Colin Rath doesn’t do understated. Take the condo duplex he built at 121 West 15th Street in Chelsea with a scale replica of the Yangtze river in the living room and a ceiling constructed of thousands of marbles (currently on the market), to the fallout from his buying, developing and going millions into debt and finally foreclosure of the brownstone next door.
Starting in 2006, his plan to build a “green design” condo building at 123 West 15th Street, complete with a cantilevered penthouse, geothermal wells (for heating and cooling) and a car lift to a private garage, raised eyebrows and made headlines. (Curbed called it an "alien pod" because of its unique design.) Now in Rath’s self published book “It Is What It Is,” he outlines his version of what went wrong — a cocktail he says of contractor fraud, the housing market collapse and vocal, unhappy Manhattan neighbors.
Can you explain the book title?
Once everything went south, when we were dealing with lawsuits and lawyers, if you said how frustrating the whole process of building in New York is, 90 per cent of lawyers would say, “It is what it is.” That surprised me. I knew New York City was a hard place to do business, but you know the saying, if you can make it here you can make it anywhere? I thought people in the industry would [be more honest] because the consequences are huge.
Besides financial and contractor troubles, your neighbors were vocal in their dislike of your design. Thoughts?
The whole thing with the design of the top floor solarium was that it was not visible from the street.

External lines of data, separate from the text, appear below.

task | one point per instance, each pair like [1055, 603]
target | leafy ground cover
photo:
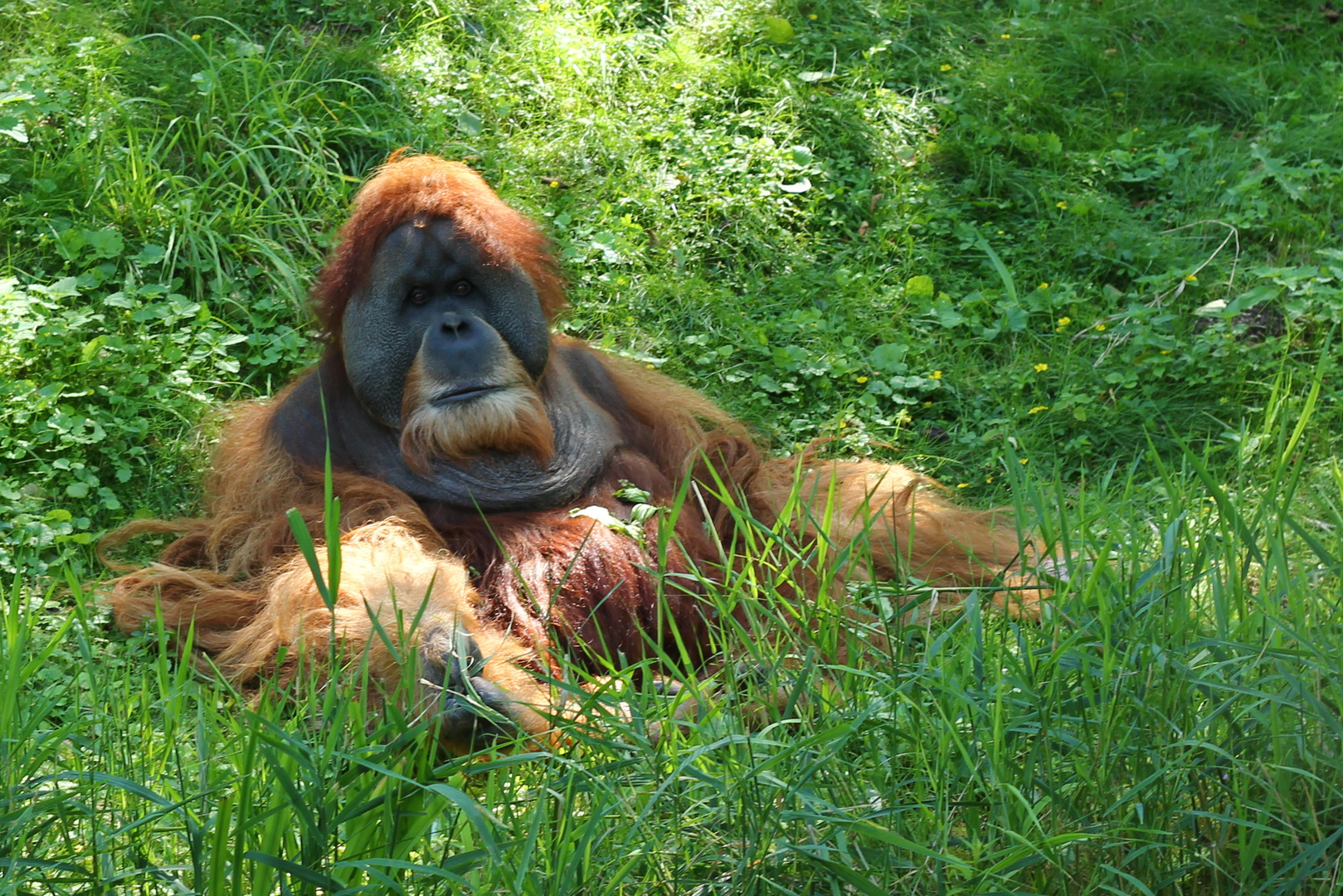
[1078, 258]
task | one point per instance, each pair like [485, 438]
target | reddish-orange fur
[421, 188]
[544, 581]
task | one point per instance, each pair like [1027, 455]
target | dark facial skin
[431, 295]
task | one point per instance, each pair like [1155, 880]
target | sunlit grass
[835, 226]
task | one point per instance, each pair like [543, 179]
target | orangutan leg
[907, 525]
[399, 607]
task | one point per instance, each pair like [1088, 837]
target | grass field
[1080, 260]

The images [that went public] were a marketing point, and then it was something used against us. In New York we need innovation, this city changes all the time, it’s one of the best things about it.

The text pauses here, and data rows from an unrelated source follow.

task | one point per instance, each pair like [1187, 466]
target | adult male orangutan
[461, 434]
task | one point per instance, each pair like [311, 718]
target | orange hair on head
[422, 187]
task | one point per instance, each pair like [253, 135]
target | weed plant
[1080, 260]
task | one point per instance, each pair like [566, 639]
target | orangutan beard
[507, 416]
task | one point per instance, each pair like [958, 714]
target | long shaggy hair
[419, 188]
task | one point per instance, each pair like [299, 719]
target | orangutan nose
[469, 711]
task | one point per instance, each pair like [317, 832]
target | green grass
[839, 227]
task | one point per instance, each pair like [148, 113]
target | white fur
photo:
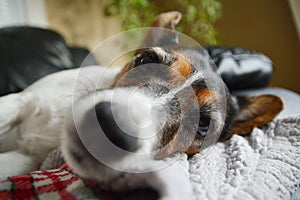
[31, 121]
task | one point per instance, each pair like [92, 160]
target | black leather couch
[29, 53]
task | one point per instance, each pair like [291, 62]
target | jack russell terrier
[182, 106]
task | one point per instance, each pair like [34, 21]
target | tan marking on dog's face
[182, 66]
[206, 96]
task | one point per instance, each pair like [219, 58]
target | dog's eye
[147, 57]
[203, 126]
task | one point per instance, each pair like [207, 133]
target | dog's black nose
[111, 129]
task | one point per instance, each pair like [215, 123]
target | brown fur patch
[182, 66]
[206, 96]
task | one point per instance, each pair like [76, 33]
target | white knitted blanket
[265, 165]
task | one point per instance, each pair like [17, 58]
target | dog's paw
[14, 108]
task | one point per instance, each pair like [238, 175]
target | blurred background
[267, 26]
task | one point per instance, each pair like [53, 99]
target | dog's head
[167, 99]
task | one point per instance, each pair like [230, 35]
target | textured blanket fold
[265, 165]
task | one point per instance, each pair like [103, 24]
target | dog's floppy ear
[161, 37]
[255, 112]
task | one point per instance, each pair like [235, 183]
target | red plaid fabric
[59, 183]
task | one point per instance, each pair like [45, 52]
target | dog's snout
[111, 129]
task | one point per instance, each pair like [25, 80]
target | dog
[181, 101]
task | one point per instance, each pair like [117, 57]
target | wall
[81, 21]
[268, 27]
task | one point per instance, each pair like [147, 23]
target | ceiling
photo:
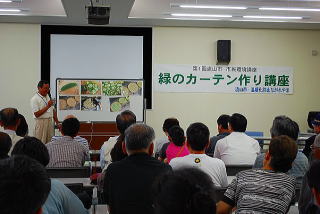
[159, 13]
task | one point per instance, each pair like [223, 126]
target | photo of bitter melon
[68, 87]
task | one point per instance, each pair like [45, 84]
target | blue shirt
[62, 200]
[299, 166]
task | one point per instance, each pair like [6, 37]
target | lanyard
[42, 98]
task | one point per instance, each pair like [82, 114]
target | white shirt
[38, 102]
[214, 167]
[105, 151]
[14, 138]
[237, 149]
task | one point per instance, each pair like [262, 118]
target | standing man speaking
[43, 112]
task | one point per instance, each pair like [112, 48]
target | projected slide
[93, 100]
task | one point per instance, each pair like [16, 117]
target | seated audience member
[24, 186]
[184, 191]
[283, 125]
[60, 200]
[237, 148]
[197, 141]
[5, 145]
[67, 152]
[22, 129]
[9, 120]
[162, 144]
[223, 131]
[123, 121]
[77, 138]
[310, 140]
[266, 190]
[306, 198]
[313, 178]
[128, 182]
[177, 146]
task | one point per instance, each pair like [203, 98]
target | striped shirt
[260, 191]
[67, 152]
[77, 138]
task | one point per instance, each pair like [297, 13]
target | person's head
[33, 148]
[316, 124]
[168, 123]
[139, 138]
[124, 120]
[283, 125]
[313, 178]
[197, 136]
[238, 122]
[316, 148]
[43, 87]
[70, 127]
[24, 186]
[282, 152]
[187, 190]
[176, 135]
[9, 118]
[22, 129]
[223, 122]
[5, 144]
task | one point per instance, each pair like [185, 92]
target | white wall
[20, 72]
[19, 66]
[259, 47]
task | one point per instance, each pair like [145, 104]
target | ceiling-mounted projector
[98, 15]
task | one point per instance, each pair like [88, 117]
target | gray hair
[139, 136]
[283, 125]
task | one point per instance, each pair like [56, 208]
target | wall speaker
[223, 51]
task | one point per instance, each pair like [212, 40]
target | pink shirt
[174, 151]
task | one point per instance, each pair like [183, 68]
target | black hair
[124, 120]
[5, 145]
[22, 129]
[138, 136]
[238, 122]
[70, 127]
[283, 151]
[42, 82]
[24, 185]
[9, 116]
[177, 135]
[116, 152]
[313, 175]
[198, 136]
[168, 123]
[283, 125]
[184, 191]
[223, 120]
[33, 148]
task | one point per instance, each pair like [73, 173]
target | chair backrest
[232, 170]
[70, 172]
[76, 188]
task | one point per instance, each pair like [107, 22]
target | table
[85, 181]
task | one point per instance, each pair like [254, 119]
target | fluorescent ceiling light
[251, 20]
[272, 17]
[212, 7]
[9, 10]
[200, 15]
[181, 18]
[290, 9]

Do you think your neighbors had any right to have input?
I think everyone has an opinion in New York and that’s fine. But I don’t think they should be able to dictate to the Department of Buildings how to approve it. A lot of these people were renters, they didn’t have any money in the game, and complained multiple times. To have the DOB listening to them over a property owner trying to bring added value to the city is ridiculous.
You write you were not a professional developer. Do you think building here should be left to those who are?

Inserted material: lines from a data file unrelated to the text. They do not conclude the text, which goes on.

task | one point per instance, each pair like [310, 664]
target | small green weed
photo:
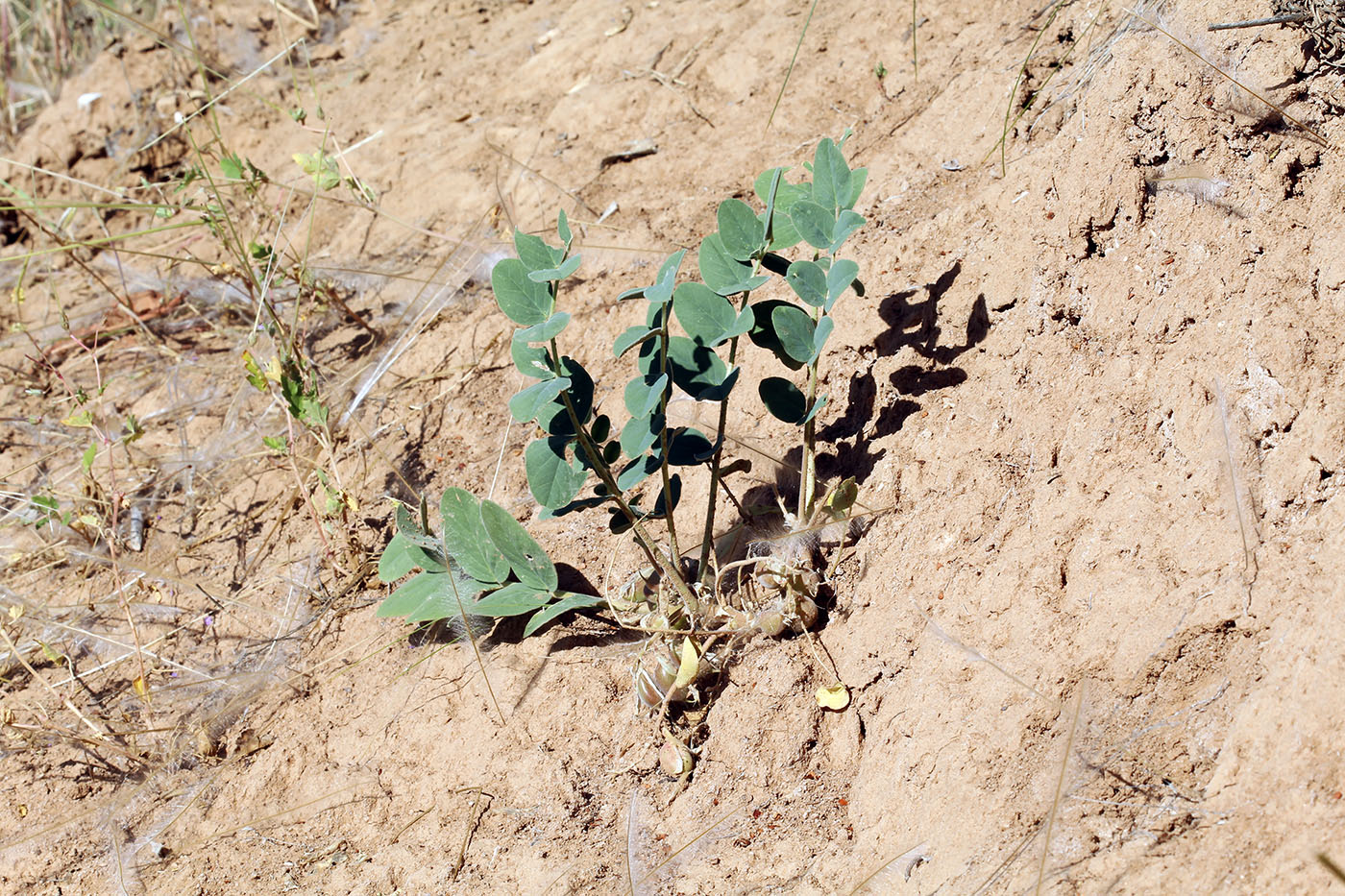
[688, 345]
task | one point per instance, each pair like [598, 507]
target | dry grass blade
[1311, 132]
[884, 879]
[1244, 527]
[1060, 788]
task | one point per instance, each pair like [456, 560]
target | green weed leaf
[526, 557]
[466, 539]
[320, 167]
[522, 301]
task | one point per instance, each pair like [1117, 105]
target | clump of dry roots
[772, 591]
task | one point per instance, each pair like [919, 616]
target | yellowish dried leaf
[834, 697]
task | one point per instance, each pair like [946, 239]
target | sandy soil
[1089, 640]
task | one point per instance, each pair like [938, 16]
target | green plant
[689, 600]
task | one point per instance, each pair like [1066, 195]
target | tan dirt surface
[1092, 633]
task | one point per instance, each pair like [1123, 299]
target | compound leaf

No. There are still small firms that do renovations of brownstones or small condo developments that do well. Just before we got foreclosed on, our original bank wanted us to find another developer to finish, but the bank couldn’t approve them.
You have hardly anything nice to say about New York contractors.
Well, they are not all bad, we found some good ones, but for a lot of them you are a money machine, they don’t care.
Or the Department of Buildings.
We went through all the hierarchy of the DOB, they don’t care if they delay you, you are just a number to them. Meanwhile your money is flying out the window. With the amount of building going on the city, why not get more inspectors to expedite things?
What were the key lessons you learned from the experience?
Learn as much as you can about building in New York City before you start. Get a performance bond from contractors, and it helps to have deep pockets.
Advice for a first time developer building in Manhattan?
Don’t try to be innovative. Most of the stuff we were doing was totally unique —geothermal wells and modular construction on the roof. Find a design that someone already knows [how to build] and don’t try and do too many innovative things at a time, because the world isn’t ready.
You and your family are now living on a boat, sailing around the world. Would you ever build again in New York City?
No. We are planning on sailing around world for the next three-to-five years, then thinking about buying and building in New Zealand. We want something different.